Saïgon en 1905. Une toute petite ville, une capitale aux dimensions de chef-lieu ; bien plus qu'à moitié somnolente au ronron de ses ventilateurs.
L'arrivée des Russes tombe dans le microcosme un peu plus brutalement qu'un pavé dans la mare.
Dans le cas présent, à chaque échelon, interpréter un texte sur la neutralité, quelle affaire !
Elle existe pourtant, cette définition de la neutralité. Voilà qu'on parvient, à Hanoi, à l'exhumer d'un certain Bulletin Officiel des Colonies , vieux déjà, puisqu'il date de 1898 - exactement, du conflit hispano-américain.
La neutralité, dit ce texte, comporte la libre entrée et le séjour illimité des navires belligérants dans les ports français sauf certaines restrictions : lesdits navires ne doivent pas, en particulier, être accompagnés de prises. Ils ne doivent non plus ni charger du matériel d'armement ni se servir comme base d'opérations du port qui les a recueillis... Suit enfin une clause, qui paraît avoir été singulièrement controversée, traitant du ravitaillement en charbon.
Pour l'instant, ce qui semble inquiéter le plus les autorités c'est le souvenir de l'incident de Tchefou - l'histoire de torpilleur russe, le Rechitelny , qui rescapé de Port-Arthur s'était proprement fait assaillir, en plein pays chinois, par les Japonais.
Eviter un nouveau Tchefou, tel est le but des instructions que M. Rodier, Lieutenant-Gouverneur de Cochinchine, va faire donner au Colonel Henry, commandant le point d'appui du Cap Saint-Jacques, par le truchement du Général commandant la 2ème Division. Car, après tout, le Cap Saint-Jacques paraît encore bien l'endroit où l'on a le plus de chances de voir ces messieurs faire tête !
Mais de quel zèle alors ne va pas déborder ce colonel Henry. « Tout est prêt », dit-il ; et de détailler dans un long papier les mesures qu'il a prises pour empêcher les batailleurs de venir se quereller sous ses fenêtres. Le 10 avril, à bord du Descartes , il a conféré avec l'amiral de Jonquières, et parfaitement mis au point avec lui le processus qui serait adopté si quelque farceur, etc. Toutes les batteries parées !

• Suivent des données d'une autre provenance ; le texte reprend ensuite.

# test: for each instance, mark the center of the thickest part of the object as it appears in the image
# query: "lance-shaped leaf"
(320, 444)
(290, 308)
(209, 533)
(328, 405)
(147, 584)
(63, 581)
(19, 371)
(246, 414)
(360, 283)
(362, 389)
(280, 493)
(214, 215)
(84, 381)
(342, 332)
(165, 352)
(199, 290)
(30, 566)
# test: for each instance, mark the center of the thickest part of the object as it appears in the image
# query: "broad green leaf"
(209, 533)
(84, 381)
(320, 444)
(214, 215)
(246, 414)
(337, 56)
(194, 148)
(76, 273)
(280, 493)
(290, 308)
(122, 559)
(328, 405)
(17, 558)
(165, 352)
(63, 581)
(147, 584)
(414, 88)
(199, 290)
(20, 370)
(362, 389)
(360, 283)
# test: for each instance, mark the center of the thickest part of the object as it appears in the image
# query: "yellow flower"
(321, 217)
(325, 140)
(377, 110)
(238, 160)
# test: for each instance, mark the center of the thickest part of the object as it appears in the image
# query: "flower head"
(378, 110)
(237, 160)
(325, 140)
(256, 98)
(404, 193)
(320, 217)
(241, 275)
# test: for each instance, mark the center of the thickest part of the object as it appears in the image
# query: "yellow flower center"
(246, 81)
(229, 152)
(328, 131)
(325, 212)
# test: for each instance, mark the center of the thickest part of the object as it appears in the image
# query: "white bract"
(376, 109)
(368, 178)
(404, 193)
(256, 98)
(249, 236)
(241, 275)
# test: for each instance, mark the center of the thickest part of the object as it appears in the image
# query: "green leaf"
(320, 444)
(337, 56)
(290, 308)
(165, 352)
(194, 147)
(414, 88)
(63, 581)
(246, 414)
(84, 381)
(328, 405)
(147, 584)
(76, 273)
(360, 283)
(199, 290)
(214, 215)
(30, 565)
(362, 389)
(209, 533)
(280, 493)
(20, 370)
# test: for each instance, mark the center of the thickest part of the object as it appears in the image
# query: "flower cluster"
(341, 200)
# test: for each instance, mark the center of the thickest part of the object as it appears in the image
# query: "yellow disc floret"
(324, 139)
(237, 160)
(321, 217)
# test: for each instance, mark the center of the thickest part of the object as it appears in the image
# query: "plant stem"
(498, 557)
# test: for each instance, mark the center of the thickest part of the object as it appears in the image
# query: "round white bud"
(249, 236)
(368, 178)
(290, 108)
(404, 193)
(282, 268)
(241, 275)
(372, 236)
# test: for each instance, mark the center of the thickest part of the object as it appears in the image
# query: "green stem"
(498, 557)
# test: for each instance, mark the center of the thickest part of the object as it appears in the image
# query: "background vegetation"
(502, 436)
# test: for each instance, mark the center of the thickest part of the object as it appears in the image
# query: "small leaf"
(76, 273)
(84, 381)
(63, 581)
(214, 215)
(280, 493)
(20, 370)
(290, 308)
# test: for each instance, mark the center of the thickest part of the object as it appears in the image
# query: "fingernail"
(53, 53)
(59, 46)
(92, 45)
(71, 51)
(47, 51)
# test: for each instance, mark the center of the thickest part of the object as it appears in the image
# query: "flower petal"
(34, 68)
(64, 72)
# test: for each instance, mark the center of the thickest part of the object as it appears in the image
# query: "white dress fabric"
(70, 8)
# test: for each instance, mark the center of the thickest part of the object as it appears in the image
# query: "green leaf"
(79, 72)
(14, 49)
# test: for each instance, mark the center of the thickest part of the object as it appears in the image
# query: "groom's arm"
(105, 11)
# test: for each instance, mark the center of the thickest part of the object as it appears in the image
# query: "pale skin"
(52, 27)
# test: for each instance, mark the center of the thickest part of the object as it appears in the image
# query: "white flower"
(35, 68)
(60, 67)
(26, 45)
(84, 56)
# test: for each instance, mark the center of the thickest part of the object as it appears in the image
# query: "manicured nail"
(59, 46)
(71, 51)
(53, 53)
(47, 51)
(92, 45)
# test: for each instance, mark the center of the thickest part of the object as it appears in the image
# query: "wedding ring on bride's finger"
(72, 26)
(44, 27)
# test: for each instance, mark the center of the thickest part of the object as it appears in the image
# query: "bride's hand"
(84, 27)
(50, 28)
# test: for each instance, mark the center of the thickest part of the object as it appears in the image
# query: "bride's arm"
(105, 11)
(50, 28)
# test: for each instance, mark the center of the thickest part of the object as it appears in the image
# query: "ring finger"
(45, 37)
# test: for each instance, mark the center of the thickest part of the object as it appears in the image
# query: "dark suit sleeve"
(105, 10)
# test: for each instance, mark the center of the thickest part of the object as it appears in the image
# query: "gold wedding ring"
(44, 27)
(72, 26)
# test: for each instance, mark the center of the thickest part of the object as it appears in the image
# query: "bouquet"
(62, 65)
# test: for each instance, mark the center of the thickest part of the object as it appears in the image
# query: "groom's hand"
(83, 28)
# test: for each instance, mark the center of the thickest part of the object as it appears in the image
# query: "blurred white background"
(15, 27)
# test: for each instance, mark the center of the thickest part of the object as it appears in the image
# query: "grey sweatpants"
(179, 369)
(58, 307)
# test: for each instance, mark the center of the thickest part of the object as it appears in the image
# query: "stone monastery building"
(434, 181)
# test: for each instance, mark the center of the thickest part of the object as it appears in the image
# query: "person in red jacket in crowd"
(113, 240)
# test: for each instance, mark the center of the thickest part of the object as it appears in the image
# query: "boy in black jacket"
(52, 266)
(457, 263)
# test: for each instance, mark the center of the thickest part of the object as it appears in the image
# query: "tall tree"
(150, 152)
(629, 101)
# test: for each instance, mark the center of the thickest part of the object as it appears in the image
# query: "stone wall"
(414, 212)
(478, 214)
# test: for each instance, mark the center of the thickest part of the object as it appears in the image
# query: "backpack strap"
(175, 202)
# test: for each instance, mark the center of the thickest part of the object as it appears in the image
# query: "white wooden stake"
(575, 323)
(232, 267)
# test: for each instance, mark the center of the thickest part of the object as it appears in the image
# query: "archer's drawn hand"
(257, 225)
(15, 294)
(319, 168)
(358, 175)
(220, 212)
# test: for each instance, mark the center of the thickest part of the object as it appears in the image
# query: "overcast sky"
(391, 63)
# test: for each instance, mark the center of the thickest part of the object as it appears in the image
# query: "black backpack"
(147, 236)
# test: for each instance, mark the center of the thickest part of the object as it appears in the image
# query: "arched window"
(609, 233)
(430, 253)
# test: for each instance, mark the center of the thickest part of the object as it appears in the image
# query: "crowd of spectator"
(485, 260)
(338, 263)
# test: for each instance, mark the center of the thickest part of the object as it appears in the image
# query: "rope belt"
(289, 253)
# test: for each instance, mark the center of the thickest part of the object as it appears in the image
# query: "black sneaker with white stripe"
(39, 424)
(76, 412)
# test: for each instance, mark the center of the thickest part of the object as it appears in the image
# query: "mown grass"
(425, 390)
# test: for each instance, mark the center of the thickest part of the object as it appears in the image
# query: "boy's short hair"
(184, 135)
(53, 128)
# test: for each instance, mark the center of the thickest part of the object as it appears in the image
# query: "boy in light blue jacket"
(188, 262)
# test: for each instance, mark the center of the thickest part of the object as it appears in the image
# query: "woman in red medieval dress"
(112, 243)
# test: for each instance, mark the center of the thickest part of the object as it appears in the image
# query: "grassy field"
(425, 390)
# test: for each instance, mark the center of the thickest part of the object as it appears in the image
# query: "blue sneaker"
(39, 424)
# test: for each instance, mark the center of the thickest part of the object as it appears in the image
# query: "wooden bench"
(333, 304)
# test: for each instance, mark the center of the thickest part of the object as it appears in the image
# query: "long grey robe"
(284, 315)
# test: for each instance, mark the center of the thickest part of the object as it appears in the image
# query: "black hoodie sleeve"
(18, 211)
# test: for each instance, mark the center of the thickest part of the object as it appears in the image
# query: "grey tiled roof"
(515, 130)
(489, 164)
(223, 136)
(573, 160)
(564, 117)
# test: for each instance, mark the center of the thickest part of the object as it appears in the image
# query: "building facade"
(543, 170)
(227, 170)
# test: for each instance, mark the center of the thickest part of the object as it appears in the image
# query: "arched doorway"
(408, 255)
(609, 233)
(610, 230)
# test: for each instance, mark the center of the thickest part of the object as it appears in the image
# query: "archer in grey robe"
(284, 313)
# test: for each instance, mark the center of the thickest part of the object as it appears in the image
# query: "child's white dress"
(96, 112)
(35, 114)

« Toutefois, écrit le colonel Henry, les mortiers de 300, n'étant pas en état de tirer, ne seront pas armés. »

La deuxième escadre du Pacifique mouille à Cam-Ranh en attendant Nebogatoff.
Hélas ! ce beau travail n'aura servi à rien. Car le Descartes , un beau matin, s'en va, non sans raisons ! Pendant qu'on les attendait au Cap Saint-Jacques, les Russes, eux, se dirigeaient sur Cam-Ranh.
Ils vont séjourner un mois sur les côtes indochinoises, les Russes - exactement, du 12 avril au 14 mai 1905. A Cam-Ranh d'abord ; puis à Van Fong après avoir été chassés de Cam-Ranh - et quelques-uns sur la fin, à Port-Dayot. Trente deux jours en tout. Plus longtemps sans doute qu'ils n'avaient prévu, plus longtemps surtout que ne l'aurait souhaité la politique française... Elle n'avait pas voulu cela ! Ce n'est pas pour rien que l'ambassadeur du Japon à Paris est venu faire à M. Delcassé ses plus courtoises représentations.
Des « Affaires » aux Colonies. Des Colonies au Gouverneur Général. Du Gouverneur Général aux autorités sur place... Comme une vibration qui de loin se prolonge !
C'est un télégramme des Colonies, en date du 18 avril, qui peut, dans cette évolution, fixer le jalon essentiel. Il est assez étonnamment rédigé pour mériter d'être cité tout entier :
« Si flotte russe, dit-il, contrairement à ce que nous devons croire, se trouve dans nos eaux territoriales, veuillez attirer l'attention de l'Amiral sur l'urgence de les quitter, afin d'empêcher qu'une rencontre prochaine n'ait lieu. »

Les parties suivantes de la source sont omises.